Welcome to Tennis Elbow, the column that looks back on the week that was in the world of tennis. This week, Charles Blouin-Gascon recaps the 2017 Davis Cup season.

In the end, France stands alone as the 2017 Davis Cup champions after beating Belgium 3-2 in the final

We had turned our eyes to this year-round team competition tournament this season, because when you must write 52 columns in 52 weeks you take the ideas where you can find them. We’re glad that we turned to the Davis Cup, this pretty wonderful event and, not to say we had told you so but yeah, we had told you so. Don’t be surprised, we had written in our quarterfinals preview, if France ends up winning this year’s Davis Cup.

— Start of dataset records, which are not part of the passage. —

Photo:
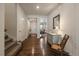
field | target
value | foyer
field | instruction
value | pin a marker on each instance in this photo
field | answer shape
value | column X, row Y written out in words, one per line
column 39, row 29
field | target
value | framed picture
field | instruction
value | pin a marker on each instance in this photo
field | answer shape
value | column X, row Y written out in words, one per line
column 56, row 22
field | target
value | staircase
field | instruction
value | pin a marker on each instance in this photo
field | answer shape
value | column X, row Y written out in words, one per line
column 11, row 47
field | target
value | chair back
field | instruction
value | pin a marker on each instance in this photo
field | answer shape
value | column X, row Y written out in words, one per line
column 63, row 42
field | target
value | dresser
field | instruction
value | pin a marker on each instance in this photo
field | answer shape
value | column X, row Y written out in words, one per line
column 53, row 38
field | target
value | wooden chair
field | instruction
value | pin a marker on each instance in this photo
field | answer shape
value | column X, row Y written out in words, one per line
column 59, row 48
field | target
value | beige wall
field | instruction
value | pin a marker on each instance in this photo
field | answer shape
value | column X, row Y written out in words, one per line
column 67, row 24
column 2, row 29
column 11, row 20
column 77, row 28
column 22, row 24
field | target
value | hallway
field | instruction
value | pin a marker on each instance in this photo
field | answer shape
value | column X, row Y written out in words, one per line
column 35, row 47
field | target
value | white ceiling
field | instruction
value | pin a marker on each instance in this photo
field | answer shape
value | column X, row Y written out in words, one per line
column 44, row 8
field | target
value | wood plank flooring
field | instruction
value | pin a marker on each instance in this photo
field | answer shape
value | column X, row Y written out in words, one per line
column 35, row 47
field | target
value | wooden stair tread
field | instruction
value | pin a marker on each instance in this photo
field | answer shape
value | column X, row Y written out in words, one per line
column 9, row 44
column 7, row 40
column 13, row 50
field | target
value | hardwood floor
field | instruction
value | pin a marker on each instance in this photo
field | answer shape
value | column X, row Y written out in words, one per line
column 36, row 47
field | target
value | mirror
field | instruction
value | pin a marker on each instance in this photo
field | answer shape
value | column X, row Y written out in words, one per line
column 56, row 22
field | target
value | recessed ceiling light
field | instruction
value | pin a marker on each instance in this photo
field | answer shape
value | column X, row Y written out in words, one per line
column 37, row 7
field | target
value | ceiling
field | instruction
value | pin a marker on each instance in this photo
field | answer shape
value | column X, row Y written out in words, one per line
column 44, row 8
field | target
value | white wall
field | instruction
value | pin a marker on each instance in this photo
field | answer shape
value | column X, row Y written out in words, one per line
column 2, row 29
column 22, row 24
column 67, row 24
column 11, row 19
column 37, row 26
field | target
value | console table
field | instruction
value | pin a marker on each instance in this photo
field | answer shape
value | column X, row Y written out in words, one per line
column 53, row 38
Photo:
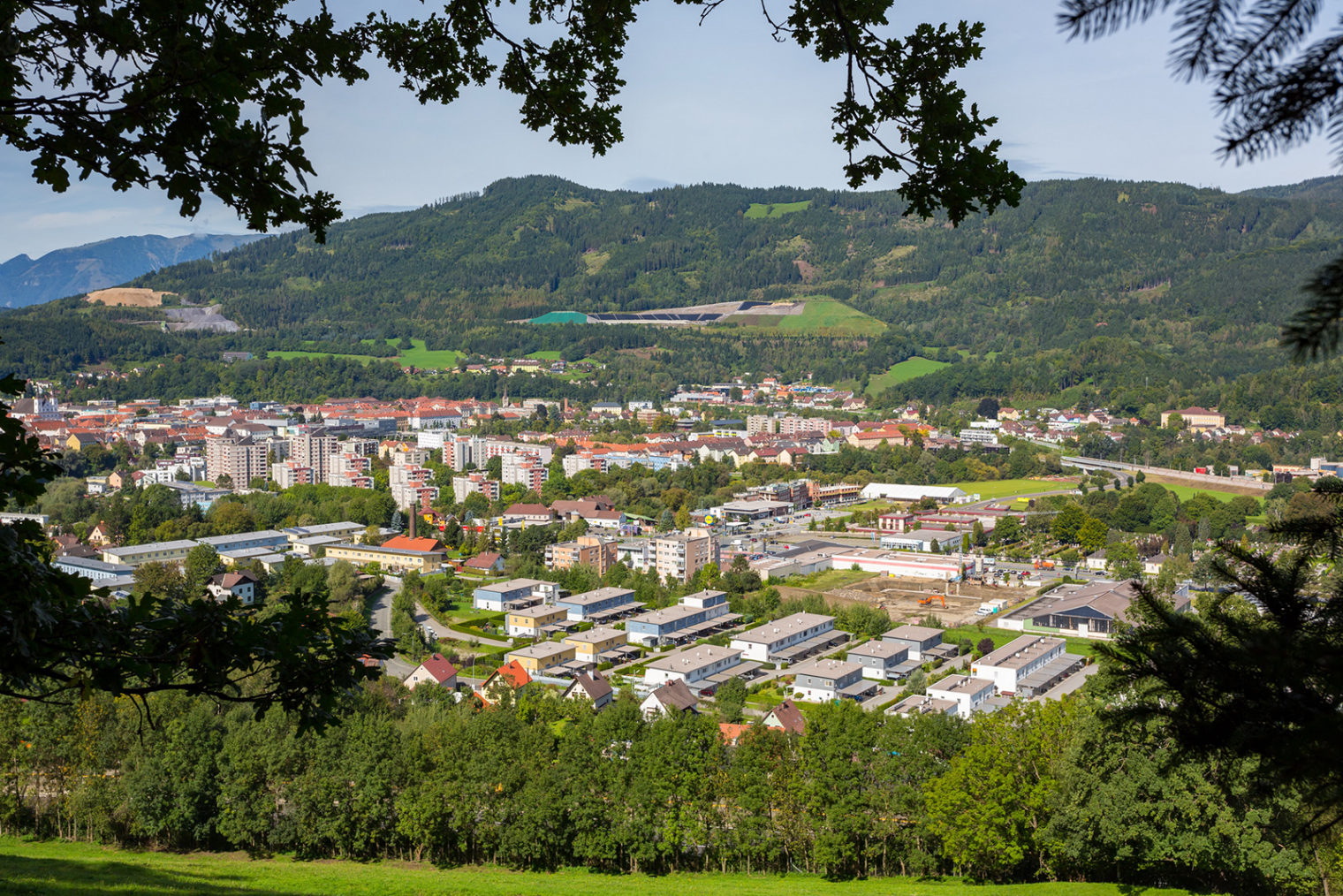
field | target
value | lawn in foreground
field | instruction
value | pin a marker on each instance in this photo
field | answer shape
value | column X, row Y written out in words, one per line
column 78, row 869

Hey, you take the credit where you can because we have certainly been dead wrong on a bunch of predictions over the years.

So yes, France. 2017 Davis Cup champions. Because in the end, Yannick Noah’s squad was sort of like the final boss in that video game you love, the one you have to kill off about 18 different times and ways before ever hoping to finally beat the game.

Because that’s probably what it felt like, playing against this French team. Consider that no fewer than eight different players suited up for the country over the four different ties they played this year, including Richard Gasquet who played in the first round and the final but not in between. Consider that Nicolas Mahut (!!!) is the French player who came closest to competing in every tie, only he didn’t actually play in the final.

That’s what it actually was to be in Yannick Noah’s shoes: you had a built-in advantage in more or less every doubles rubber behind the team of Mahut and Pierre-Hugues Herbert, and you don’t even need them all that much in the final. HA!

If you’re Noah, you’ll have to be excused if you spend an extra minute or two enjoying this win.

Against such a force, Belgium gave it all it had but they couldn’t quite pull off the upset. It’s what they say about how David doesn’t beat Goliath every time, right?

Not that Belgium was a true David. Remember, Johan Van Herck’s team was seeded no. 7 at the start of this year’s tournament, then took down Italy, and the Alexander Zverev-led Germany and Nick Kyrgios-led Australia teams to reach the final.

Which is to say that Belgium wasn’t entirely devoid of options. They had a clear No. 1 player who could conceivably beat the other team’s best player (except for a few options) in David Goffin and a pretty good No. 2 in Steve Darcis (a 3-2 singles record in 2017).  Doubles was whatever, but Van Herck was confident that his 1-2 singles punch could bring him to win 3 out of 5 against most teams.

Only, France isn’t like most teams. The 26-year-old Goffin could have been the latest to use a Davis Cup triumph as a springboard to a dominant following season on the ATP World Tour, much like sort of Juan Martin Del Potro (2016), Andy Murray (2015), Roger Federer (2014) Rafael Nadal (2011) and Novak Djokovic (2010).

But it wasn’t meant to be and instead it’s a second runner-up bid in three years for Belgium. That’s still great.

And the French are the ones dancing. For the players in this generation’s crop of French players, it’s a delight to give their country a 10th Davis Cup title and a first one after 16 years.

Allons, enfants de la Patrie. Le jour de gloire est arrivé!